Efficacy and safety of cyclosporine A in the treatment of idiopathic membranous nephropathy in an Asian population
- PMID: 31371924
- PMCID: PMC6628962
- DOI: 10.2147/DDDT.S204974
Efficacy and safety of cyclosporine A in the treatment of idiopathic membranous nephropathy in an Asian population
Abstract
Introduction: The efficacy of cyclosporine A (CsA) in the treatment of idiopathic membranous nephropathy (IMN) is unclear. This meta-analysis was conducted to assess the efficacy and the safety of CsA in the treatment of IMN in Asians.
Methods: We searched the Pubmed, China Biomedical Database, CNKI, Wanfang Data, VIP, and EMBASE (November 30, 2018) systematically to identify the appropriate randomized controlled trials (RCTs) reporting the efficacy and the safety of CsA and glucocorticoid (GC) treatment vs other immunosuppressants and GC on patients with IMN in Asian populations.
Results: The CsA treated group entered complete remission (CR) faster (3 months) than a cyclophosphamide (CTX) group. While the CsA group lower inefficacy rates and higher total remission (TR, CR, or partial remission) than the CTX group in the total treatment (3 months, 6 months, and 12 months), it had a higher relapse rate. As for the CsA group vs the tacrolimus (TAC) group, the TAC had a significant effect in increasing the CR and the TR, with decreased no remission. With the therapeutic regimens of CsA+GC vs CTX+GC, the CsA exhibited better efficacy in lowering the proteinuria levels only at 12 months, not at 3 months or 6 months. Severe events like leucopenia, hemorrhagic cystitis, and alopecia were observed in the CTX group. Gingival hyperplasia, hirsutism, and elevated blood pressure were reported only in the CsA group. Gastrointestinal syndrome, liver function lesion, happened more frequently in the CTX group, and elevated uric acid was more common in the CsA group.
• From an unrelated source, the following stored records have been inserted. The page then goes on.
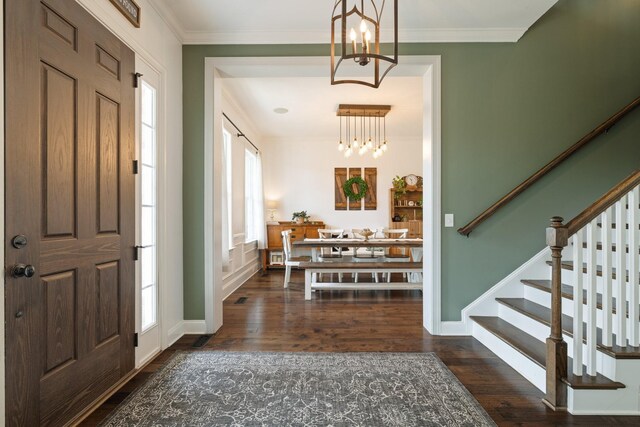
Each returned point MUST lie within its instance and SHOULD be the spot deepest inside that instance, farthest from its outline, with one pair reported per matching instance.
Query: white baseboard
(194, 327)
(174, 334)
(238, 278)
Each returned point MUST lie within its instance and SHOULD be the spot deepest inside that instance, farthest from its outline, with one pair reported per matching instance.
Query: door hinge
(136, 79)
Conclusions: In brief, the CsA has better efficacy than the CTX group in the Asian population, with mild adverse effects but higher relapse rates in short-term treatment.
Keywords: cyclophosphamide; cyclosporine A; idiopathic membranous nephropathy; mycophenolate mofetil; tacrolimus.
Conflict of interest statement
The authors report no conflicts of interest in this work.